第197話 問題

ショーンとスパーリングを始めるようになって以降、いろいろな人からスパーリングの誘いがあり、片っ端から引き受けていたんだけど、まったくと言っていいほどダウンを奪うことができず。


『何が問題なんだろうなぁ…』


そう思いながら帰宅後は夕食を作り、寝る前にはボクシングのDVDを見ながら、英雄さんから預かったグローブの手入れをするように。


あまりにも勝てないことに、千歳を恋しく思い、メールを送ったりもしていたんだけど、千歳からの返信はなく、ため息ばかりが零れ落ちていた。



時々、弘人に英語や料理を教わり、半年が過ぎた頃になると、英語に耳が慣れたのか、なんとなく会話がわかるようになり、少しずつ会話ができるようになっていた。



そんなある日のこと。


ジムで英雄さんのポスターを眺めていると、ショーンが切り出してきた。


「奏介、ミサンガ切れてる」


ふと足元を見ると、千歳が手作りしてくれたミサンガが、足元で力なく落ちていた。


それを拾い、ポケットに入れようとすると、ショーンが慌てたように切り出してきた。


「切れたミサンガはすぐ捨てろ!」


「なんで?」


「そうしないと願い事がかなわないんだよ」


「けどさ、これ、日本の彼女が作ってくれたんだよね」


「彼女? 居るのか?」


「ああ。 この子」


そう言いながらポスターに写っている幼いころの千歳を指さすと、ショーンは驚くような声を上げた。


「英雄の娘?」


「うん。 娘の千歳。 俺と同い年」


「そうか。 ミサンガ、ちゃんと捨てろよ。 彼女の願い事が叶わなくなるぞ」


ショーンははっきりと言い切った後、リングに上がっていた。


切れたミサンガを、後ろ髪を引かれる思いでゴミ箱に入れると、ショーンはリングに上がるよう促してきた。


リングに上がった後、スパーが開始され、ショーンの重いジャブを受け続けていた。


『ジャブっていうよりストレート並みの威力があるよな…』


そんな風に思いながら、スパーリングをし続けてはボコボコにされ、倒されまくっていた。



料理の腕も上達してきたんだけど、時々、失敗しては吐き出しそうになっていたんだけど、親父は何も言わず、苦い顔をしながら食べ続けていた。

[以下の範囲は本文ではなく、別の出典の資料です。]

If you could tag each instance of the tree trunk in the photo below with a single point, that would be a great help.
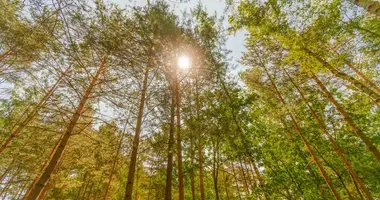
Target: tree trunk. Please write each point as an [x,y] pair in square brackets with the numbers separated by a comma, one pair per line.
[215,170]
[43,166]
[82,186]
[334,144]
[375,96]
[371,6]
[305,141]
[200,154]
[136,139]
[179,141]
[348,119]
[113,166]
[364,77]
[226,184]
[30,116]
[236,181]
[41,183]
[244,178]
[169,166]
[192,166]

『これも親孝行になるのかな? ある意味罰ゲームだよな…』


そんな風に思いながら夕食を取り終え、英雄さんの家にいるときから日課となっていた食器洗いを続けていた。



毎日トレーニングを繰り返し、時々、庭にあるプールで水中トレーニングをしてみたり、雨の日にはでかいタープテントを設置し、その下で縄跳びをしてみたりと、とにかくトレーニングばかりをし続けていた。


留学から1年経つと、他のメンバーからはダウンを奪えるようになったけど、相変わらずショーンからはダウンを奪えず。


ショーンが紹介してくれたプロモーターと契約したおかげで、試合にも出れるようになったんだけど、ファイトマネーのほとんどが、契約料で消えてしまい、手元に残るのはほとんどない状態。


この頃になると、『千歳に会いたい』と思うことよりも、『ショーンからダウンを奪いたい』という気持ちのほうが大きくなっていた。



海外生活を始めてから1年半が過ぎたころ。


この頃になると、ジムに通う面々と英語で冗談を交えた会話ができるようになり、料理の失敗も少なくなっていた。


それと同時に、リングに上がると相手のこと以外は見えなくなり、自然と集中するように。


ショーンとリングに上がり、スパーをしていたんだけど、相変わらず、どんなに打ち込んでもショーンは倒れないまま、時間を迎えていた。



帰宅後、スマホを弄りながら、『ダウンを奪う方法』を考えていると、英雄さんと秀人さんの映像が画面から流れ始める。


『このスパー、興奮したなぁ…』


懐かしむように液晶を眺めていると、ふと千歳の言っていた言葉が頭を過った。


【ノーモーションも出来てなかった。 もっと足を使いなさい】


【体勢を低くさせて、左ハイキックの射程範囲内に来たら打つって決めてただけ】



確かに、ショーンと俺とじゃリーチの差もあるし、射程範囲が違うから、ついボディばかりを狙ってた。


『もっと足を使って、体勢を低くさせた隙に、ノーモーションの左ストレートで顎先を打ったらいけるんじゃね? 腹は急所が見えないから数ミリずれると効かないけど、顎なら効くだろ』


そんな風に思いながら、翌日が来るのを待ちわびていた。